Great TEDTalk about the “filter bubble” that we netizens have constructed:
Q: What is the Internet hiding from me?
A: As Google engineer Jonathan McPhie explained to me, it’s different for every person – and in fact, even Google doesn’t totally know how it plays out on an individual level. At an aggregate level, they can see that people are clicking more. But they can’t predict how each individual’s information environment is altered.
In general, the things that are most likely to get edited out are the things you’re least likely to click on. Sometimes, this can be a real service – if you never read articles about sports, why should a newspaper put a football story on your front page? But apply the same logic to, say, stories about foreign policy, and a problem starts to emerge. Some things, like homelessness or genocide, aren’t highly clickable but are highly important.

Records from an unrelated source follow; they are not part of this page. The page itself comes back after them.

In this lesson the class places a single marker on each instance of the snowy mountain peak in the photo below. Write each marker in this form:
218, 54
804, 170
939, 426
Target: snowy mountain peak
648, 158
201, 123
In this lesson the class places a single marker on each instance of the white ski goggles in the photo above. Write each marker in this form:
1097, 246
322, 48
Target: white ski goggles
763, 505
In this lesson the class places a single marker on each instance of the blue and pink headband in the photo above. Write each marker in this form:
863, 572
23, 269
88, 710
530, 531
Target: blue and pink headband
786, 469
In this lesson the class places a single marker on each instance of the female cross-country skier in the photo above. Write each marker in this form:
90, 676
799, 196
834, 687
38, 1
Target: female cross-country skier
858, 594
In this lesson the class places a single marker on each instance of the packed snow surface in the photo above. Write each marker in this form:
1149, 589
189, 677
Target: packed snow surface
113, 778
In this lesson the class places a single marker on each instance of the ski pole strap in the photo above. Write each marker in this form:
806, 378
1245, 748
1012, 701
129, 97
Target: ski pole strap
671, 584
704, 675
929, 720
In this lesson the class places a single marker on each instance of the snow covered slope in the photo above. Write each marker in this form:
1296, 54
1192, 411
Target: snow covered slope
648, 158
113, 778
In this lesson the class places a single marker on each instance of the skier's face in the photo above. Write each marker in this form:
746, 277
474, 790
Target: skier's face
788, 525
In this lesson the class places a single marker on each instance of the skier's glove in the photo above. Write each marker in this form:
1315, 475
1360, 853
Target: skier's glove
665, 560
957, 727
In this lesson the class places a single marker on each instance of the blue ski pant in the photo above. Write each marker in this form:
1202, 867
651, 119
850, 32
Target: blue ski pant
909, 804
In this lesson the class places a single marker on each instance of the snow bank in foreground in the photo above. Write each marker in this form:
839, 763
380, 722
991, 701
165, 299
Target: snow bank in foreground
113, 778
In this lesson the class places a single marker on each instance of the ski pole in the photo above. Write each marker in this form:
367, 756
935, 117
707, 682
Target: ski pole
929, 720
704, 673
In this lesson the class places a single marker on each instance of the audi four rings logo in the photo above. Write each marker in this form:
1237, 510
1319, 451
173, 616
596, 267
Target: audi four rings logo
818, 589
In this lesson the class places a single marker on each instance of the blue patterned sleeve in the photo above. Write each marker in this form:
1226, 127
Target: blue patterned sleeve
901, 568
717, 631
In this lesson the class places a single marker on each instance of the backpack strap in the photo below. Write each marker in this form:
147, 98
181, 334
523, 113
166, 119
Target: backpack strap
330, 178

Although his thesis is certainly engaging, considering the expansion of the Web into our daily lives, I would note that our filtering and sorting capabilities are fairly strong without an Internet. Segregation/apartheid is probably the most obvious example, but human beings have spent a lot of time hiding parts of the world from themselves and each other. We fit ourselves into tracks and then associate with the people we meet on those tracks — cliques in high school, college (or not going to college), workplace acquaintances, etc. There is, quite frankly, an evolutionary bonus to only associating with people who act/think/behave like you — you can be sure of their intentions and behavior and better plan your own. This does lead to substantial problems when building a bigger community, but it works very well for the smaller tribal societies and clans that are at the core of human development.